After decades of research and advocacy, the Multidisciplinary Association for Psychedelic Studies (MAPS), led by Rick Doblin, has moved into the final stages of its work pushing for MDMA-assisted psychotherapy treatment of post-traumatic stress disorder (PTSD). MAPS and the FDA have agreed on the design of the Phase III trials and, if successful, the drug could be available as a legally prescribed treatment for PTSD sufferers as soon as 2021.
First synthesized in 1912, 3,4-Methylenedioxymethamphetamine (MDMA) was rediscovered in the mid-1970s by pioneering psychopharmacologist Alexander Shulgin. Informal self-trials by Shulgin and his colleagues identified the drug as compellingly psychoactive and possibly useful for psychotherapy.
Learning from the criminalization narrative of LSD, the drug was informally spread around small networks of doctors, psychiatrists and psychiatrists for several years, with many trying to avoid the compound moving into large-scale recreation circles. By the late 1970s and early 1980s, several therapists were using the drug unofficially in treatment, discovering it to have starkly positive effects on patients.
Of course, use of the drug couldn't be contained and it rapidly spread into recreational and party environments. By 1985 the DEA caught up and successfully had the drug classified as Schedule I, despite many protests touting its medical benefits. The stigma of MDMA's illegal status, and its movement through the following era's "rave" scene, effectively froze the ability for scientists to continue working with the drug in clinical conditions.
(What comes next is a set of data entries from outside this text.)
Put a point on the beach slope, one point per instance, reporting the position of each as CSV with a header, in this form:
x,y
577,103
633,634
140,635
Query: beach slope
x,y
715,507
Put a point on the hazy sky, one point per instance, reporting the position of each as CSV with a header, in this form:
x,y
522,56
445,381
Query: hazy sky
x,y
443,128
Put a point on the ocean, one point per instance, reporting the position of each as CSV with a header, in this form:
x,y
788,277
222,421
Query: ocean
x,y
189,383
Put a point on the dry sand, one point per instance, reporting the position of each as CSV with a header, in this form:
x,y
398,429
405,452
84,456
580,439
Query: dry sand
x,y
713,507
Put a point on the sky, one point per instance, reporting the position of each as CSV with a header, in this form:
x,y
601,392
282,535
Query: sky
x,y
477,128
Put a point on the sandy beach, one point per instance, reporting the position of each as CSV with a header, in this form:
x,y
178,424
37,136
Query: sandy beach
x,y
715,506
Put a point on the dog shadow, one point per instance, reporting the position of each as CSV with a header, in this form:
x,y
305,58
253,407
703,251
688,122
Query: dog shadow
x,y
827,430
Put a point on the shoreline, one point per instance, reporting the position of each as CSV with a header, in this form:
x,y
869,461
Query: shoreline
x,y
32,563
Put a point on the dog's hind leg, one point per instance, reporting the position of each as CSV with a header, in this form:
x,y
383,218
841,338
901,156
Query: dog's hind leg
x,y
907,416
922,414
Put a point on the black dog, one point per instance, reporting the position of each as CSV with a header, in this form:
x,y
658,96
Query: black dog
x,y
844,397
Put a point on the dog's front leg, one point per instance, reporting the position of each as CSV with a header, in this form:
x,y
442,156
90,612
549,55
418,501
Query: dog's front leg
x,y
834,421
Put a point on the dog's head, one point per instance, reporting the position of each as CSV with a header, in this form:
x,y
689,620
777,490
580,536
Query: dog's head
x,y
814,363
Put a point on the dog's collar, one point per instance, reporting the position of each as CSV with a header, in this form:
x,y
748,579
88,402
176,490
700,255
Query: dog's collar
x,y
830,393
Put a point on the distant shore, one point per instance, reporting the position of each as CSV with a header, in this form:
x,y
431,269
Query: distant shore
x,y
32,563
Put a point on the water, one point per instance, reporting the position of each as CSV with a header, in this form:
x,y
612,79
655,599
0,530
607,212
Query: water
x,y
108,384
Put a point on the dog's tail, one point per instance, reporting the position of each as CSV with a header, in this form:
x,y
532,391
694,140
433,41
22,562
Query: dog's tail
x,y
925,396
MAPS was founded in 1986, the very year after MDMA was scheduled, and while its overall purview was to work in promoting clinical research into medical uses for psychedelic substances, one of the primary targets of the organization was the legitimization of MDMA for psychotherapy. Initial studies displayed extraordinary success in MDMA helping patients overcome PTSD when used in conjunction with psychotherapy.
After several Phase II studies were conducted around the world, it was found that 68 percent of subjects were considered free of PTSD symptoms up to twelve months after a twelve-week treatment. All Phase II subjects were selected for having chronic, treatment-resitant PTSD and suffered from the condition for an average of over 17 years.
The structure of the Phase III trial is set to mirror most of the early studies. Over a twelve-week treatment period, patients will undergo three, day-long MDMA-assisted psychotherapy sessions, alongside twelve preparatory and integration therapy sessions. Participants will be randomized against a control group, who will undergo the same process but receive a placebo.
In addition to this final phase approval, the FDA has granted these trials a Breakthrough Therapy Designation. This FDA qualification is given to drugs that preliminary trials have demonstrated offer substantial improvements over current treatments and allows the approval process to be expedited in a more timely and efficient way than usual.
All things going well, MAPS estimates the MDMA-assisted, PTSD treatment could become an approved prescription medicine by 2021. As well as offering a revolution in treatment for those suffering from PTSD, this would mark a breakthrough in the legitimization of psychedelic medicines. A variety of scheduled drugs stigmatized through recreational uses are currently being examined for their medical potential, and this achievement by MAPS will hopefully remove the taboo that has frozen so much clinical research for so many years.